Momentum – der wichtigste Oszillator in der Indikatorenanalyse

Ähnliches wie das, was wir über den GD bei den Trendfolgern gesagt haben, gilt auch für das Momentum bei den Oszillatoren. Das Momentum ist in dieser Indikatorengruppe sicherlich der wichtigste und am meisten eingesetzte Oszillator – und zwar weltweit.

Die Berechnung ist eigentlich trivial, dennoch können Sie ihn durch verschiedene Variationen in vielen Fällen sinnvoll einsetzen. Die übliche Abkürzung für ein Momentum lautet MOM.

Das Momentum versucht, die Kraft einer Kursbewegung zu messen, indem vom aktuellen Kurs einfach der Kurs einige Tage zuvor abgezogen wird. Der Indikator-Verlauf schwankt damit um die Null-Linie. Sinn dieser Subtraktion ist das Erkennen neuer Trends, die sich häufig durch große Kursbewegungen zu etablieren versuchen. Im Laufe des Trends lässt die Kraft und damit der absolute Wert des Momentums häufig nach. Anstelle der Subtraktion der Kurse können Sie die beiden Kurse auch dividieren; die Aussage bleibt identisch, lediglich die Basislinie ändert sich von 0 auf 100.

Wie gesagt, das Momentum bietet vielfältige Interpretationsmöglichkeiten.
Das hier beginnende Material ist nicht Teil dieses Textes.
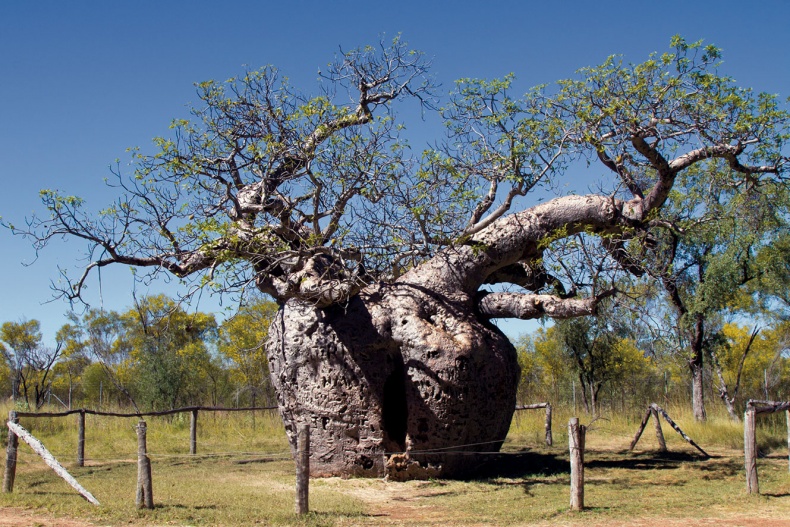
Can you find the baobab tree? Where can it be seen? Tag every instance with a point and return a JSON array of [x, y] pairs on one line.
[[389, 270]]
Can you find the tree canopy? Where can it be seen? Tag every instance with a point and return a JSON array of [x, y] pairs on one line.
[[315, 197]]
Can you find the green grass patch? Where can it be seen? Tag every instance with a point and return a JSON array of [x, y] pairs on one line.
[[243, 475]]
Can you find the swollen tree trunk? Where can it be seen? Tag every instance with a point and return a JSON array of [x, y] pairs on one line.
[[398, 370], [410, 378]]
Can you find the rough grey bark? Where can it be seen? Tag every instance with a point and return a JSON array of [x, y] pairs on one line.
[[411, 376]]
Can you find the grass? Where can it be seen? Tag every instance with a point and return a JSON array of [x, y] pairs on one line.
[[243, 475]]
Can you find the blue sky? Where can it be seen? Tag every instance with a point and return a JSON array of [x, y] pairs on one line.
[[82, 81]]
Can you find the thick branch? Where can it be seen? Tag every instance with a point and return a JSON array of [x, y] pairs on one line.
[[526, 306]]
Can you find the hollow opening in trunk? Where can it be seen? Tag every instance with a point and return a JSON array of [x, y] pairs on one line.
[[394, 410]]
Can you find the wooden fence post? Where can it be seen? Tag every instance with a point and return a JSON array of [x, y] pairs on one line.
[[10, 455], [39, 448], [788, 439], [145, 497], [302, 468], [576, 433], [750, 450], [193, 433], [81, 438], [642, 426], [662, 445]]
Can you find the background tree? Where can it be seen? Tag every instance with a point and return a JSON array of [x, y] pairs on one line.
[[383, 340], [241, 340], [31, 362], [169, 355]]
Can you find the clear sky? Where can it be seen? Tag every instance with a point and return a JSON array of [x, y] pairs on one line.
[[82, 81]]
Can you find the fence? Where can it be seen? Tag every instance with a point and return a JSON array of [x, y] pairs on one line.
[[193, 410], [753, 408]]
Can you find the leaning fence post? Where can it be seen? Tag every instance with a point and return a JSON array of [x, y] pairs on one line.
[[193, 433], [750, 450], [302, 468], [576, 433], [10, 455], [145, 497], [81, 438], [662, 445]]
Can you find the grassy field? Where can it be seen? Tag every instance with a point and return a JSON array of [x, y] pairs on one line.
[[243, 475]]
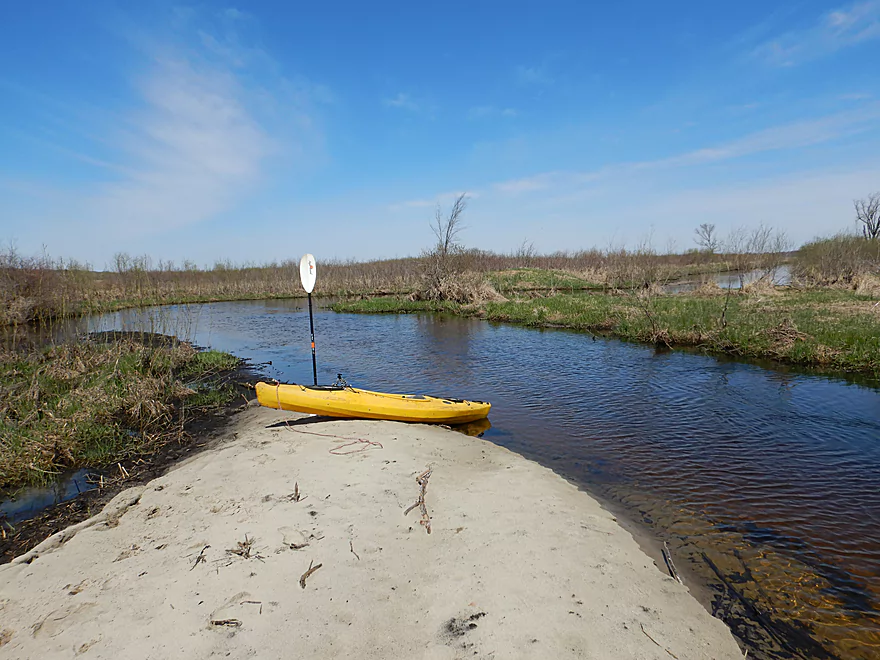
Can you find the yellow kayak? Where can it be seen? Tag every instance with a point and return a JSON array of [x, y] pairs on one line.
[[353, 403]]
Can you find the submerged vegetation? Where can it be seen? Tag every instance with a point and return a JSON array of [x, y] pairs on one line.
[[95, 402]]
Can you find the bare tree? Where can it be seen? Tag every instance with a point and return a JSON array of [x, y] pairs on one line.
[[443, 262], [868, 213], [706, 237], [447, 228]]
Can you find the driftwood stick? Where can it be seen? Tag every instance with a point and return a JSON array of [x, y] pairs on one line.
[[302, 580], [422, 480], [655, 641], [200, 558], [667, 557]]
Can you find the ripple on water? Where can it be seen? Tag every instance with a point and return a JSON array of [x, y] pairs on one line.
[[765, 482]]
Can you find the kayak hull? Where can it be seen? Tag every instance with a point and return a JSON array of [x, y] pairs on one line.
[[352, 403]]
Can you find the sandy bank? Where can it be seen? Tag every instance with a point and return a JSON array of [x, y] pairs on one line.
[[519, 562]]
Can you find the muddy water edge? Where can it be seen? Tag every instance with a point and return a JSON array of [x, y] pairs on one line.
[[763, 481]]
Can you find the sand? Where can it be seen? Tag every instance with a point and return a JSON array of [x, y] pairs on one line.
[[207, 560]]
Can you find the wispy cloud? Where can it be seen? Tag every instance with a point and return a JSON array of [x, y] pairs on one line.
[[432, 202], [788, 136], [833, 31], [403, 101], [488, 111], [208, 116], [532, 75]]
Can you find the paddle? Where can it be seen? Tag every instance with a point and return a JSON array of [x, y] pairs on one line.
[[308, 274]]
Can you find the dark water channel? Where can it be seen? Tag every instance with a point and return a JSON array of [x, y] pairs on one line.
[[764, 482]]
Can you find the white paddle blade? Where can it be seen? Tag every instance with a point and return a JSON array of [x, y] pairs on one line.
[[308, 272]]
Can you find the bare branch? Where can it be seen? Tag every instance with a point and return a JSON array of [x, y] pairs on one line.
[[706, 237], [868, 213]]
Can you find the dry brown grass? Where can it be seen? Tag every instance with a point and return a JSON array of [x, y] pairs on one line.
[[88, 403]]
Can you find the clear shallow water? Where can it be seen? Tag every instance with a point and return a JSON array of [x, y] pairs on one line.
[[766, 483]]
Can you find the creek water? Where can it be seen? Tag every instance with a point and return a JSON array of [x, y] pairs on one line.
[[764, 482]]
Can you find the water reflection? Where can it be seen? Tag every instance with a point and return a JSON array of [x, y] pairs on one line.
[[767, 482]]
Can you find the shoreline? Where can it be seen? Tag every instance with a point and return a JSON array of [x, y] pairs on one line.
[[495, 515], [783, 326]]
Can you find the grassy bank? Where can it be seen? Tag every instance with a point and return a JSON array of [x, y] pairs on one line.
[[96, 402], [835, 329], [40, 289]]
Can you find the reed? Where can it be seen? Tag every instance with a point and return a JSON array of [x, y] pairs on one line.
[[41, 289], [90, 403]]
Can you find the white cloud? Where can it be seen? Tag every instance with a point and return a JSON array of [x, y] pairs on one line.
[[788, 136], [192, 150], [835, 30], [487, 111], [402, 100], [532, 75], [210, 122]]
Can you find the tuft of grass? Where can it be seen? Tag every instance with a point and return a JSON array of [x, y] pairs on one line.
[[93, 403], [834, 329]]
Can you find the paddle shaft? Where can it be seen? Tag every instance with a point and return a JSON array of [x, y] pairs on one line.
[[312, 328]]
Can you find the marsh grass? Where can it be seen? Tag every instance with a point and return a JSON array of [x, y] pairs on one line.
[[835, 329], [43, 289], [90, 403]]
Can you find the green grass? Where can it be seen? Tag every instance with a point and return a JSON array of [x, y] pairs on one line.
[[829, 328], [90, 403]]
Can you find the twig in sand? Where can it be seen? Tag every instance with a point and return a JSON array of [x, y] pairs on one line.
[[667, 557], [422, 480], [302, 580], [655, 641], [253, 602], [201, 557], [243, 549], [296, 496]]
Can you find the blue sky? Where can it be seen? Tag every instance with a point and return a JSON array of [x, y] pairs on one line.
[[260, 131]]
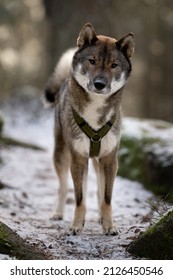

Im Folgenden beschreiben wir Ihnen die wichtigsten Grundlagen, auf denen Sie dann Ihre Ideen aufbauen können.

Ein Momentum im negativen Bereich deutet immer auf einen Abwärtstrend hin. Fällt das Momentum zusätzlich weiter, so nimmt die Kraft der Abwärtsbewegung noch weiter zu. Ein steigendes Momentum unterhalb der Null-Linie deutet auf eine Schwächung des Abwärtstrends hin – und damit auf einen neuen, aufwärts gerichteten Trend.

Ein positives Momentum zeigt einen Aufwärtstrend im Basistitel an; ein steigendes Momentum in diesem Bereich deutet weiterhin auf eine Verstärkung der Aufwärtsbewegung hin. Fällt das Momentum, könnte der Aufwärtstrend bald dem Ende zugehen.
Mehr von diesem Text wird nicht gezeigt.